No complexo, experimentar é importante. Errar é importante. Com a teoria do Taleb aprendemos que é impossível validar se algo está correto, entretanto é relativamente fácil validar se está incorreto. Para validar a correção, você precisa que todos os resultados testem positivo. O que não conhecemos? Não podemos afirmar que existem apenas cisnes brancos, porque não conhecemos todas as amostras de cisnes existentes. Devemos focar nas consequências e não em adivinhação:

Robusto:

Como podemos adaptar nosso sistema (processo, projeto, processo + projeto, departamento, família, etc) para não sofrermos com impactos desta natureza?

Antifrágil:

Como podemos adaptar nosso sistema (processo, projeto, processo + projeto, departamento, família, etc) para que ele fique melhor com impactos desta natureza?

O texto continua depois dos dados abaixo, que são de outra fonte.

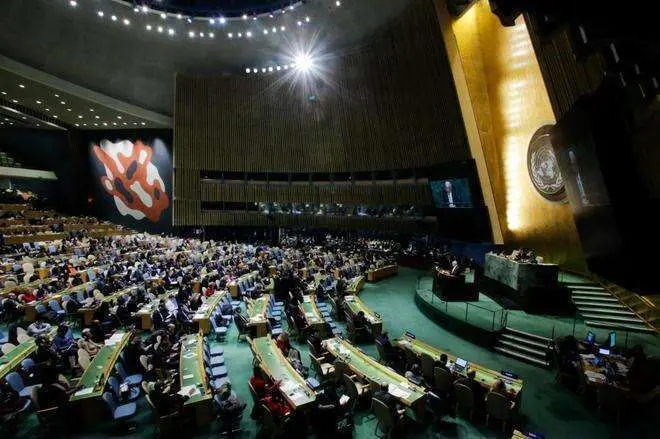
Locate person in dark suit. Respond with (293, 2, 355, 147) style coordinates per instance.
(455, 370, 486, 409)
(151, 303, 170, 330)
(373, 383, 405, 420)
(440, 180, 461, 208)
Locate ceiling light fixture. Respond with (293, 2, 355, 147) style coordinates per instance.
(19, 84, 25, 88)
(69, 0, 77, 7)
(111, 15, 118, 21)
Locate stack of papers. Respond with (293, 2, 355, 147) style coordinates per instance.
(74, 387, 94, 397)
(105, 333, 124, 346)
(303, 296, 311, 303)
(178, 385, 201, 397)
(388, 383, 412, 399)
(585, 371, 607, 382)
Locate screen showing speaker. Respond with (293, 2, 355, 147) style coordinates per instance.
(430, 178, 473, 208)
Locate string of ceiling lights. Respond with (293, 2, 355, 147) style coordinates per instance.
(61, 1, 345, 41)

Taleb nos mostra algumas ferramentas, como a opcionalidade.

3) Antes de chegar ao fim do livro Black Swan confesso que fiquei angustiado, pois a todo instante parece que o autor está dizendo que não sabemos de nada ou que não valeria a pena planejar ou projetar… até que “caem algumas fichas”: o problema não são as estimativas e planos em si, mas a relação que temos com eles. Como se dá isso no desenvolvimento de software?

R: A resposta anterior foi uma introdução a esta.

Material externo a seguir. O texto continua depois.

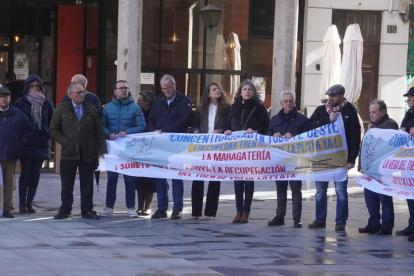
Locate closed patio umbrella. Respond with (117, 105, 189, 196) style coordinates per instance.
(340, 24, 364, 104)
(319, 25, 342, 102)
(226, 32, 241, 98)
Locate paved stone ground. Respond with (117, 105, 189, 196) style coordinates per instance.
(1, 170, 413, 276)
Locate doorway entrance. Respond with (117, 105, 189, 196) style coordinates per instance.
(332, 10, 382, 123)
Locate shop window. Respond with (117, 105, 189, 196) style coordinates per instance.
(161, 0, 203, 69)
(142, 0, 161, 68)
(206, 0, 249, 71)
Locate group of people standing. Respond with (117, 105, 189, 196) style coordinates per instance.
(1, 72, 414, 242)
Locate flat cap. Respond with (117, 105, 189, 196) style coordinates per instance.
(403, 87, 414, 97)
(325, 84, 345, 96)
(0, 87, 11, 95)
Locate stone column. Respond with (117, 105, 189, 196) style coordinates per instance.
(271, 0, 299, 116)
(117, 0, 143, 101)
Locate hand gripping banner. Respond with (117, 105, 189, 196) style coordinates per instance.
(357, 128, 414, 199)
(99, 115, 349, 182)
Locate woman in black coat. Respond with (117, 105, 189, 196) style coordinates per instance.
(135, 90, 157, 215)
(191, 82, 230, 219)
(223, 79, 270, 223)
(14, 75, 54, 213)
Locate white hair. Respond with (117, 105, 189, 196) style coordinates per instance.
(72, 74, 88, 88)
(280, 91, 295, 100)
(160, 74, 176, 85)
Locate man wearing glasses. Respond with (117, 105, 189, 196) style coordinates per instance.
(50, 82, 107, 219)
(267, 91, 308, 228)
(148, 75, 192, 220)
(61, 74, 102, 114)
(100, 80, 146, 218)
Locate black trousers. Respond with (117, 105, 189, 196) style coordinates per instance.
(276, 180, 302, 221)
(19, 157, 44, 204)
(60, 159, 95, 214)
(191, 180, 221, 217)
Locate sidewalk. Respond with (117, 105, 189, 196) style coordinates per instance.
(0, 171, 412, 276)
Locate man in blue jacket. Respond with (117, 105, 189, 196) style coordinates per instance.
(267, 91, 308, 228)
(0, 87, 32, 218)
(100, 80, 146, 218)
(148, 75, 192, 220)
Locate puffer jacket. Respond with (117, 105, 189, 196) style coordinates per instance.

Ao reconhecer que podem existir coisas que estejam nos escapando à percepção damos o primeiro passo em direção à robustez ou quem sabe à antifragilidade. Deixamos de ser fragilistas, que nada mais é que a pessoa que transfere fragilidade. Isso pode acontecer consciente ou inconscientemente. Uma das características do fragilista é a capacidade de manipular em seu favor a narrativa da análise dos fatos post-morten, que só é possível devido a distância e turbidez entre causa e efeito.

No software encontramos isso expresso pela gestão comum nas formas que já conhecemos bem: Este projeto está atrasado, porque… ” falhamos no planejamento, então temos que ter mais dois meses de planejamento no próximo” ou “falhamos na completude do documento XPTO, então precisamos do documento X e do documento Y para voltarmos ao controle…”

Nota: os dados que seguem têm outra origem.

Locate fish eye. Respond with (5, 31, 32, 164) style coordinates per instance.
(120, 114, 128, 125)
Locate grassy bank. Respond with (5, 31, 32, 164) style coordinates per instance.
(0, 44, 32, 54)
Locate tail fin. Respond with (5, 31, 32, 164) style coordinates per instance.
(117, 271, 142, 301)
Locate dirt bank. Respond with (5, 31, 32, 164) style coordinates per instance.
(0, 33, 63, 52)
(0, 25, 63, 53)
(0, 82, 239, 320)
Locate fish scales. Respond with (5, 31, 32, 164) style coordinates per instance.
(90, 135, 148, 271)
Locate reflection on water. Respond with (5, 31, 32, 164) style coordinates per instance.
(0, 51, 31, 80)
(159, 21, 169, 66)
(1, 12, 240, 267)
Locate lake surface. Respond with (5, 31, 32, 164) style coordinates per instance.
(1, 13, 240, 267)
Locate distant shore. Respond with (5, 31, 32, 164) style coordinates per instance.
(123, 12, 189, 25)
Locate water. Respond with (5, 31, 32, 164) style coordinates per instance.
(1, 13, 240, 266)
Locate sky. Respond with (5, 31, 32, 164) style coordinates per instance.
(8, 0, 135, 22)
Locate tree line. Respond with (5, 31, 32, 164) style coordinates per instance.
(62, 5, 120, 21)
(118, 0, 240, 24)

O fragilista recebe os payoffs positivos de um desastre econômico, enquanto quem acreditou nele recebe os negativos. Os profetas econômicos, os jornalistas, os consultores irresponsáveis ficam com os upsides e os empresários, a sociedade, com os downsides. Neste caso a antifragilidade foi transferida de quem tem skin in the game para quem não tem skin in the game, e consequentemente não está exposto aos impactos “previstos” ou não previstos, depende da narrativa que o fragilista vai querer contar pós-fato.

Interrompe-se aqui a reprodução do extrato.